REBUILDING THE MISSING MILE

Restoring the 24-mile trail segment of the Bogie to national scenic trail standards would be a huge undertaking. Fortunately, PNTA and our partners with the National Park Service, US Forest Service and local volunteer groups would support each other to get the job done.

Beginning in 2019, with the help of a WTA volunteer crew, the US Forest Service kickstarted the multi-year project to restore the trail. They began restoration work on an essential, one and a half-mile long segment of the PNT on the Olympic National Forest which borders the park. Starting at the Bogachiel Trailhead, they worked eastward along the Bogachiel Rain Forest Trail relocating parts of the trail that had washed out and making the trail passable to stock again.

It was a critical first step that would take the dedicated volunteers two seasons to tackle. Restoring equestrian access on the first mile of the Bogachiel Trail would be key to the entire effort. In Olympic National Park, stock animals are used to transport trail crews’ tools and supplies to remote worksites. 

 

Experienced volunteers with the Olympic Chapter of the Back Country Horsemen, Larry Baysinger and Harold Wiese led pack strings laden with the crew’s tools and supplies to backcountry worksites up to 17 miles from the trailhead

 

ESSENTIAL WORK

With reroutes roughed in on the national forest and stock access restored, PNTA’s Olympic Trail Crew would have the pack support they needed to get started during their 2021 season.

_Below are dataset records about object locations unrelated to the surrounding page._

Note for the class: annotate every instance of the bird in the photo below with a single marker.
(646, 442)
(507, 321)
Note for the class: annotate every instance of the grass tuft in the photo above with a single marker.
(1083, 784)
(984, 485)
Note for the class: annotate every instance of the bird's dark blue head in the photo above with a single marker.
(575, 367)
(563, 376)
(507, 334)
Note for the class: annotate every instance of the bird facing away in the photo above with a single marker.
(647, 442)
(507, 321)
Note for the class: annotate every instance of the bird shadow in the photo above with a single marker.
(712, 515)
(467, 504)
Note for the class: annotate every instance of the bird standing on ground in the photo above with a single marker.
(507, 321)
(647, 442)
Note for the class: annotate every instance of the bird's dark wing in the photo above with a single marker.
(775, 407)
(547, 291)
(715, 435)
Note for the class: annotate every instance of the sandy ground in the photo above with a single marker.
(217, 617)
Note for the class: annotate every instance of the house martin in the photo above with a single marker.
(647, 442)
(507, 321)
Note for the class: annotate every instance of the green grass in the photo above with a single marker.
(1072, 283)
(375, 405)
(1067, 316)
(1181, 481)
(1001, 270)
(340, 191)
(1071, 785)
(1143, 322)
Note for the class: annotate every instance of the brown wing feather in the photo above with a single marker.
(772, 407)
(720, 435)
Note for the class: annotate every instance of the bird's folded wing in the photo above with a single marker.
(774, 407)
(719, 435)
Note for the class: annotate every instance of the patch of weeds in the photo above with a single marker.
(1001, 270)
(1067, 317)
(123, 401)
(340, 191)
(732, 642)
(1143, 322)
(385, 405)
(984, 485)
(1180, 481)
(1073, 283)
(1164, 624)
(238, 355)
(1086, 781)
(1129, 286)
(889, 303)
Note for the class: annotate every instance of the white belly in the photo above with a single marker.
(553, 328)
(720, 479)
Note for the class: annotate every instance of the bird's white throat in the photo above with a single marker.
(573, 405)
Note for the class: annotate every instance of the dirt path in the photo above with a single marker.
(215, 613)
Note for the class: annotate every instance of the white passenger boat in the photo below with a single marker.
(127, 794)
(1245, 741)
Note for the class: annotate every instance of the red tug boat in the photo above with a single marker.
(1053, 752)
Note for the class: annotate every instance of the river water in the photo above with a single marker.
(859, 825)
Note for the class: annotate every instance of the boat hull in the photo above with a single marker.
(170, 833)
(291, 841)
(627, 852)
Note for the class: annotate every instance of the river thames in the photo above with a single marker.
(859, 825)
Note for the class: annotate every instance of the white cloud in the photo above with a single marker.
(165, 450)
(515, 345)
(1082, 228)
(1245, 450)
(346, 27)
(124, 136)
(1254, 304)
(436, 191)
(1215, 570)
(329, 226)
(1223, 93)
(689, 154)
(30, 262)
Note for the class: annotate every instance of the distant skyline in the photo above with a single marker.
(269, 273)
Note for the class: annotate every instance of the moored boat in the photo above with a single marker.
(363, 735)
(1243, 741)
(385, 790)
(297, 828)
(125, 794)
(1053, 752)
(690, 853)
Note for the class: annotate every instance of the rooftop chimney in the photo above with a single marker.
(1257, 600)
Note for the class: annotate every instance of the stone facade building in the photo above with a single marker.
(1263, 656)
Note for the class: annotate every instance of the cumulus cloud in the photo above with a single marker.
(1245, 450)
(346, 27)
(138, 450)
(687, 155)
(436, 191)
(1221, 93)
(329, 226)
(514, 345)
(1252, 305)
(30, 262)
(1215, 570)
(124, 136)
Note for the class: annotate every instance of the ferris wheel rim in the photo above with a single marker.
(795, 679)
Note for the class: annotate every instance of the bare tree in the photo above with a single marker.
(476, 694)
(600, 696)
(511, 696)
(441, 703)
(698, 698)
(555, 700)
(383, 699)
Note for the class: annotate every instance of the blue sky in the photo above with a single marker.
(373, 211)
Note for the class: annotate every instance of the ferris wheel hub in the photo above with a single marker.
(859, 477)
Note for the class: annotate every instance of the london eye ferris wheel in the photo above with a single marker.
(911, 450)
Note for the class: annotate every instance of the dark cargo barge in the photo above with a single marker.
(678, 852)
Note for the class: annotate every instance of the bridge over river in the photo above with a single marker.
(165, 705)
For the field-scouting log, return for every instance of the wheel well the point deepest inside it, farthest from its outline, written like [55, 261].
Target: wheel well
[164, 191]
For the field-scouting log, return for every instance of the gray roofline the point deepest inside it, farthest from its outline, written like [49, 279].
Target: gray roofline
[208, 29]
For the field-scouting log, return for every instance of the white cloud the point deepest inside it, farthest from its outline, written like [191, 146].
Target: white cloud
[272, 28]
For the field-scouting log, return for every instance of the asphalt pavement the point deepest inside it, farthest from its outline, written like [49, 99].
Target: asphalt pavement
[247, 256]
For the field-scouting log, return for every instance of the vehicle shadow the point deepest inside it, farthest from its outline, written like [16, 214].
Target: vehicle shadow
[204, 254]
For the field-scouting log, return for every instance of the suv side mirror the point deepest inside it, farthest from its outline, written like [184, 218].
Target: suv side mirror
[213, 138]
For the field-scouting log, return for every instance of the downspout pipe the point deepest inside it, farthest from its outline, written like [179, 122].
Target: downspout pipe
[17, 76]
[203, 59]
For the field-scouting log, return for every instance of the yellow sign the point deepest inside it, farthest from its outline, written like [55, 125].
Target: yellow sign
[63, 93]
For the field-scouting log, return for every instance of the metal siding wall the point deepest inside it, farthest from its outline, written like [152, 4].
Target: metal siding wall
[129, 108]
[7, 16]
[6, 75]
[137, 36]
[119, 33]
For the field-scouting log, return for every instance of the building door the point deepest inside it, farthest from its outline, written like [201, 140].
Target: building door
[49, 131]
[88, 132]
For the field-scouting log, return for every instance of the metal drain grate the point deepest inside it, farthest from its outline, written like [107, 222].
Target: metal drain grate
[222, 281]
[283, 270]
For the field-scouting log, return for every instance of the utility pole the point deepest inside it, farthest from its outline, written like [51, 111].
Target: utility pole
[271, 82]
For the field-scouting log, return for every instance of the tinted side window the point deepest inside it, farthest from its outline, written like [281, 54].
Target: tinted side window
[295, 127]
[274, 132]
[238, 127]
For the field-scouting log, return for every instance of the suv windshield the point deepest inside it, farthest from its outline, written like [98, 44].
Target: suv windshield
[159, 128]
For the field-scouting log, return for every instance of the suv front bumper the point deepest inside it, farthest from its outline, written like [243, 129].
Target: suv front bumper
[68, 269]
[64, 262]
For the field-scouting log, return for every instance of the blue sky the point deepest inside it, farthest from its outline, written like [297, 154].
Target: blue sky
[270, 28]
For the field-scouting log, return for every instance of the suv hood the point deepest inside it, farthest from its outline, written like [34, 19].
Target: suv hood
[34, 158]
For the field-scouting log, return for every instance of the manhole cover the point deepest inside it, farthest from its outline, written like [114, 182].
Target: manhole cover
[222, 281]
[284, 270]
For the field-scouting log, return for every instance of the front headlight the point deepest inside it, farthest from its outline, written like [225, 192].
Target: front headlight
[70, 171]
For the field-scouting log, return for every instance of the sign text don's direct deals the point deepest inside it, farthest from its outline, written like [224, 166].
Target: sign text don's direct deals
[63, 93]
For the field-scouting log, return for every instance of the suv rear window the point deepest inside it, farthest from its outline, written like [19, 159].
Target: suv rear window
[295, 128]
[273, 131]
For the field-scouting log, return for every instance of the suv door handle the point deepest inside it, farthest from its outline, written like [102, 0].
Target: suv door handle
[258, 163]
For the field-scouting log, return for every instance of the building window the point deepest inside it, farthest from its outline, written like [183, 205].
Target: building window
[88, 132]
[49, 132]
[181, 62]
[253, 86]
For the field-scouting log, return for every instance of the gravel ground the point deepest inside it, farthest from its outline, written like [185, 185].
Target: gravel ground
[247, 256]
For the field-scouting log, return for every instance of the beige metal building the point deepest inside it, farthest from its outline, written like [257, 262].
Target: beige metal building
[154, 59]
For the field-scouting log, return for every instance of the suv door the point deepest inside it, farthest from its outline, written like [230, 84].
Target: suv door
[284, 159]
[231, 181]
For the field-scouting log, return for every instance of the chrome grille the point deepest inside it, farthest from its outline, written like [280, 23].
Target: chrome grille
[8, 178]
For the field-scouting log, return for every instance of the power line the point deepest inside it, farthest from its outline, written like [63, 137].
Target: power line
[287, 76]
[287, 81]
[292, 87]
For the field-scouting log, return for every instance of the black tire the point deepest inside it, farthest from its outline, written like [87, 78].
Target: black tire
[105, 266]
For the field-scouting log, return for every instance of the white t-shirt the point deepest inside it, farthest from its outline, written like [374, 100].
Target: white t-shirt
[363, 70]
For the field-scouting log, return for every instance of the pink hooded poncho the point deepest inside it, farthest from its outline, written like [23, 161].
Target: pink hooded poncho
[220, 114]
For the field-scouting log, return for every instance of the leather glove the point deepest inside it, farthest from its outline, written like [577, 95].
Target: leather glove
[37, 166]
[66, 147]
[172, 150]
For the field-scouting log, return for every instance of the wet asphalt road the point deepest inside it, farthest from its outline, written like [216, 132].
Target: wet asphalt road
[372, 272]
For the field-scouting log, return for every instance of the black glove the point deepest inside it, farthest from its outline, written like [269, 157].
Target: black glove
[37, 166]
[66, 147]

To reach their goal of restoring nearly 20 miles of the Bogachiel Trail system — the western artery of the PNT in the parkthe six person crew would need to spend their entire summer working there, over five “hitches.” For a PNTA Performance Trail Crew, a hitch encompasses two weeks’ work over 7-10 consecutive days.

“I’ve found that people bond quicker while doing manual tasks [on a trail crew] and there’s a kind of trust and rapport that you develop that ordinarily might take years to happen.”  -William Yates, PNTA crew leader

To be sure, that’s a long time to spend in the woods working long days and camping out in all sorts of weather. And it may seem especially long for our youth crew members to spend that much time unplugged, away from screens and family and friends, but it sets crews up for an immersive outdoor experience — and to get a lot of work done on the trail by shortening the commute between the trailhead and worksites. 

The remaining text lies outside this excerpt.